It’s a film that trusts the audience to notice things — a glance that lasts too long, a laugh that doesn’t land, a tone of voice that cuts deeper than any twist. It highlights modern fears about intimacy and control not by dissecting them, but by letting them simmer in an eerie, blood-flecked pressure cooker.

That said, Companion isn’t flawless. While it’s loaded with suspense and well-timed surprises, it doesn’t reinvent the genre wheel. There are familiar echoes of Ex Machina, Black Mirror, even The Stepford Wives. The central premise might be a little too easy to guess — especially for genre fans — and a few conveniences in the plot logic (especially in the third act) might pull more analytical viewers out of the moment. And despite the film’s ambition, some tonal leaps between horror and humor may not land for everyone.
But for a tight, entertaining thriller made on a modest budget, these are forgivable flaws.
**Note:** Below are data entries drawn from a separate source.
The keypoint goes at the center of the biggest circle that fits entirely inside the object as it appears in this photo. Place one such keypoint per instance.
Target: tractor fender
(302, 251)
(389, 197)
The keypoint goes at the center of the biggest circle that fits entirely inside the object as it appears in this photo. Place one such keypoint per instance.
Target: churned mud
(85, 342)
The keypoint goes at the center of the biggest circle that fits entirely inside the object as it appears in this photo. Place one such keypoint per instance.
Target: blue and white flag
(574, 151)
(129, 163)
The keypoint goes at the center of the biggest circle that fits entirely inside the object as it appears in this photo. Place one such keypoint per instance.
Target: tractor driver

It’s a film that knows exactly what it is — and thanks to its performances and smart pacing, that’s more than enough.
Companion (2025) doesn’t blow open new doors, but it confidently walks through the ones it builds. With a magnetic performance from Sophie Thatcher and an impressively nasty subversion of Jack Quaid’s usual charm, it delivers an experience that’s both fun and thoughtful — a movie that raises questions about affection, power, and autonomy without making a spectacle of its own thesis.
And if you haven’t seen the trailer? Don’t. Just hit play. Let Iris introduce herself.